David Anfam, Barbara Guest et alii, Robert Motherwell: Elegy to the Spanish Republic, exh. cat. New York, Lévy Gorvy, 2015.
MoMA Highlights. 350 œuvres du Museum of Modern Art, New York, New York, The Museum of Modern Art, Madrid, Ediciones El Viso,1999/2013: 216.
Jack Flam, Katy Rogers and Tim Clifford, Robert Motherwell. Paintings and Collages: a Catalogue Raisonné 1941-1991, 3 vol., New Haven, Yale University Press, 2012.
Robert Motherwell studied at Stanford and Yale universities. His intellectual interests spanned philosophy, literature, art history and psychology. In 1940, on returning to America after extensive travels in Europe, where he also had his first solo exhibition (Paris, 1939), he settled in New York and confirmed his decision to be a painter. At the time he frequented European surrealists then in wartime exile, and, particularly in their advocacy of the creative powers of the unconscious (automatism), they would have a decisive influence on him as well as other future proponents of American abstract expressionism, including Jackson Pollock.

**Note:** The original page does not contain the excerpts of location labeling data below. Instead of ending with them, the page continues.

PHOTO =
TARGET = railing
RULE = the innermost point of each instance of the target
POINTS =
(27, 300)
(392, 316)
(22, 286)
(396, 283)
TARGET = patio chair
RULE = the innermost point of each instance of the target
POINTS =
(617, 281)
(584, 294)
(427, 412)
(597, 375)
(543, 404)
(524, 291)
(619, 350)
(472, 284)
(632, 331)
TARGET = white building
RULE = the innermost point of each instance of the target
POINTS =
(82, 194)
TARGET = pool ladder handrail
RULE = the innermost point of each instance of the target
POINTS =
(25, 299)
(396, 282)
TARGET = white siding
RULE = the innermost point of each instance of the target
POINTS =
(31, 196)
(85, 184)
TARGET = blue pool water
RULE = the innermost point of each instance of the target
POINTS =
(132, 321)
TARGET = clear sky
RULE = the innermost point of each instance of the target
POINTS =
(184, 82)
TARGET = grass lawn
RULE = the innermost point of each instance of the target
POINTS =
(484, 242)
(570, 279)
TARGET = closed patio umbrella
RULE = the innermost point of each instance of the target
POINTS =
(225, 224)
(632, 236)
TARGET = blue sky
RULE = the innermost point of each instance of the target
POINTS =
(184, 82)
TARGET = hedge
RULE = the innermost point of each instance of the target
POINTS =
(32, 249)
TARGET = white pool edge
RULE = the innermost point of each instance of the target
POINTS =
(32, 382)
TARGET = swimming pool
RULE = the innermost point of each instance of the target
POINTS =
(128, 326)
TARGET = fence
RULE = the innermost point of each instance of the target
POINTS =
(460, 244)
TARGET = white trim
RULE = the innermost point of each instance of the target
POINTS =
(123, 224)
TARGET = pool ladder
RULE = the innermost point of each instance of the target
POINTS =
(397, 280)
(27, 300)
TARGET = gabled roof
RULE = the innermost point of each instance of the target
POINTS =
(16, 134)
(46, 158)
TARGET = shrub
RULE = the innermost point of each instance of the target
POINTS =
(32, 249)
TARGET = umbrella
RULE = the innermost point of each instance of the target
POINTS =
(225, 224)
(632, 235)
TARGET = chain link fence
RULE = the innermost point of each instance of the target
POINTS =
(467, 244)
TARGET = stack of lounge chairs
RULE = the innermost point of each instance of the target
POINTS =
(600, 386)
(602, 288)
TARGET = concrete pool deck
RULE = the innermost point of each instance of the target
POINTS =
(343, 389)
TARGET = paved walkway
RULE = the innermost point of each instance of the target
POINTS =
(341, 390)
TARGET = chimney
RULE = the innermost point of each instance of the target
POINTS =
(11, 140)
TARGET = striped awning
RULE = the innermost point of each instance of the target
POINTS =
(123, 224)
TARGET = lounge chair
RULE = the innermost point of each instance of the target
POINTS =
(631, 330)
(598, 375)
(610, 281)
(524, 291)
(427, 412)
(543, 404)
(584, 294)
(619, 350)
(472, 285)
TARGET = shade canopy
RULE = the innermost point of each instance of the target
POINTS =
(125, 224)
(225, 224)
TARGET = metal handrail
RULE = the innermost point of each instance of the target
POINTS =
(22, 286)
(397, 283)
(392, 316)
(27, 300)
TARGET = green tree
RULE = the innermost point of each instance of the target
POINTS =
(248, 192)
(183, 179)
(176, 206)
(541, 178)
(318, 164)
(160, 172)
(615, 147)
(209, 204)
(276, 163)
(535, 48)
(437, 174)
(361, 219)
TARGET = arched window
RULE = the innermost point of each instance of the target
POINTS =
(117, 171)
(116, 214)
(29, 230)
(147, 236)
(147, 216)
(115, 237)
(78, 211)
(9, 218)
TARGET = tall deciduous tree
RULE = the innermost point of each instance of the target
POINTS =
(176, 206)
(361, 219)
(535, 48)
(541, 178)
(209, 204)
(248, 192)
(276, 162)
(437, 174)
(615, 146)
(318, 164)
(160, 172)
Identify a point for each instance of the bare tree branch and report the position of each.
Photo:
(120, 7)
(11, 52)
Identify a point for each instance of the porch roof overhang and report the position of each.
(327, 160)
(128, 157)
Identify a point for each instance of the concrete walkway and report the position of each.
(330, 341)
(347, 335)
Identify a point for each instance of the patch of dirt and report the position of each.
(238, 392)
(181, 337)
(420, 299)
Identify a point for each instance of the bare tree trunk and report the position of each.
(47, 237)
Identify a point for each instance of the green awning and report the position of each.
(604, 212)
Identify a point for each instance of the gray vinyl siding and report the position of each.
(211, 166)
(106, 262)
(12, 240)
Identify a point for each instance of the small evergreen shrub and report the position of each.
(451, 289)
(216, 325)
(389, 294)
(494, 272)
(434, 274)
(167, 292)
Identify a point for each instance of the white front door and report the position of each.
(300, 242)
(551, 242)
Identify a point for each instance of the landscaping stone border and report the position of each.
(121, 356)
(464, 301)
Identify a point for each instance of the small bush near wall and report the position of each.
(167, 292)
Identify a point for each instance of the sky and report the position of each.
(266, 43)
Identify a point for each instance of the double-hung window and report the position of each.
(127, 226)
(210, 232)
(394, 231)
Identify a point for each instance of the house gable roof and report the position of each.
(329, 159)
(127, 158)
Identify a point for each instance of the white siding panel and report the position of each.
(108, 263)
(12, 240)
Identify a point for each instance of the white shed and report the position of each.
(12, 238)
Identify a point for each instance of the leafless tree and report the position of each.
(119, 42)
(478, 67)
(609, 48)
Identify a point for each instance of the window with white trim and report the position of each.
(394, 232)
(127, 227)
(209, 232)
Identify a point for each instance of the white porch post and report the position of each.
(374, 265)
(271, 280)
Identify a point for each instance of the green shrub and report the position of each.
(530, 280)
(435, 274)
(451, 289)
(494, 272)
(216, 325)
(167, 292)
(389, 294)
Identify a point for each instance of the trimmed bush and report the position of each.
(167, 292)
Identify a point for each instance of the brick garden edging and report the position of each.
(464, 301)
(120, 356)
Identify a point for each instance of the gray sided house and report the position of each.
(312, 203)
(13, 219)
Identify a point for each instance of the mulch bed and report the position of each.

This study is part of a sizeable ensemble of works responding to the Spanish Civil War (1936–9), which Motherwell continued to work on throughout his career. Paintings, prints and drawings in a variety of formats constitute a memorial to this conflict that the artist, following from Pablo Picasso, took as a symbol of oppression and injustice. From one Elegy to the next, the size, medium and other details of the works may vary, but the motifs remain the same: ovoid forms and broad vertical bands alternate and extend over horizontal supports. These forms have been interpreted as anything from uteruses or phalluses to architectural structures, but Motherwell himself described them as the testicles of a dead bull in the ring, exhibited to the view of all. The cycle of life and death is indeed what underlies this particular composition.
The palette is limited to black, so that there is a strong contrast between the painted and the unpainted zones. The massive forms, attracted to the right by a zone saturated with black, contrast with the lightness and swiftness of the artist’s gesture whose spontaneity, paradoxically rehearsed and somewhat attenuated by repetition (the first Elegies date to 1948), is betrayed by the splashes. Motherwell was constantly striving for a balance between accident and control, between emotion and self-mastery, between fluidity and structure.